Communicate Positive Nonverbal Messages

Studies of the employment process show that 65-70 percent of a hiring decision may be based on nonverbal communication. If the verbal and nonverbal messages contradict one another, the nonverbal is usually seen as more credible than the verbal one. The nonverbal message is viewed as more honest because it is more difficult to control.

First Impressions

In at least 75 percent of interviews, the basic outcome of the interview is determined during the first few minutes! In those first minutes, very little verbal information has been exchanged.

People going for job interviews already meet the basic qualifications for the job. Employers are now looking for such qualities as honesty, credibility, intelligence, competence, enthusiasm, spontaneity, friendliness, and likability.

In the end employers hire people whom they like and who will interact well on an interpersonal basis with the rest of the staff.

Four Important Nonverbal Behaviors

  1. Sit with a very slight forward lean toward the interviewer.

  2. Make eye contact frequently but don't overdo it.

  3. A moderate amount of smiling will also help reinforce your positive image.

  4. Try to convey interest and enthusiasm through your vocal inflections.

Communicating "Class"

The way you stand, sit, and walk - essentially how you carry yourself - has a bearing on how others perceive you. John Molloy (author of Live for Success) is convinced that the "look" that impresses interviewers the most is the upper middle class carriage - the look of class.

The image of class includes these behaviors:

  • Keep your shoulders back.
  • Keep your head erect.
  • Avoid folding your arms across your chest.
  • Avoid sitting or standing with arms or legs far apart or what could be described as an "open" position.
  • Use gestures that enhance your verbal message.
  • Nod your head affirmatively at appropriate times - but don't overdo it.
  • Project your voice loudly enough to be heard by the interviewer.
  • Articulate clearly - do not mumble.
  • Use pauses for emphasis.
  • Watch your pace - avoid talking too fast or too slowly.

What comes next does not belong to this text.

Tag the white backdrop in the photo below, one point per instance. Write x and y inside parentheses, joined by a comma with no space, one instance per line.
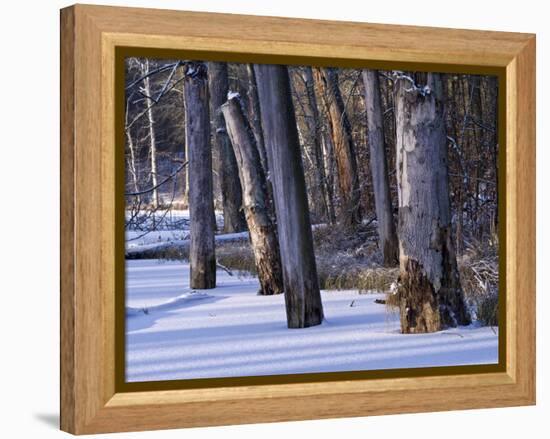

Many people talk fast when they are nervous.
  • Know yourself and regulate your pace accordingly.

Changing Your Behavior

To break certain habits and learn new behaviors, you must first be aware of the undesirable behavior you wish to replace as well as the desirable behavior you wish to acquire.

You must also be aware of the undesirable behavior while it is taking place. For this, you may need to enlist the aid of your spouse or good friend. Ask them to "Please observe me and tell me when I am [doing the undesirable behavior or mannerism]." After a while, you will develop a greater awareness of the particular behavior as you are doing it.

Over time, the new behavior will replace the old one and become as natural as the undesirable behavior was.

Listening

Listening is a learned skill. Being a good listener takes effort. You can't sit back in your chair and listen passively and listen well. Listening requires active involvement.

If you listen well during your interview, you will have the information needed to help you ask better questions, respond to questions more effectively, and eventually make a decision as to whether this is a job that is really right for you.

Follow these good listening behaviors:

  1. Focus your attention on the interviewer and what he or she is saying.

  2. Look beyond the personal appearance or mannerisms of the interviewer or any irritating words as you listen for content.

  3. Try to listen for information and withhold evaluation of the message until later.

  4. Give positive nonverbal feedback to the interviewer.

If you concentrate on what is being said rather than on how you are doing, you will most likely create a good impression on the interviewer. Being other-directed with your nonverbal communication will make you seem more likable and competent than many other candidates who remain self-concerned and nervous during the interview.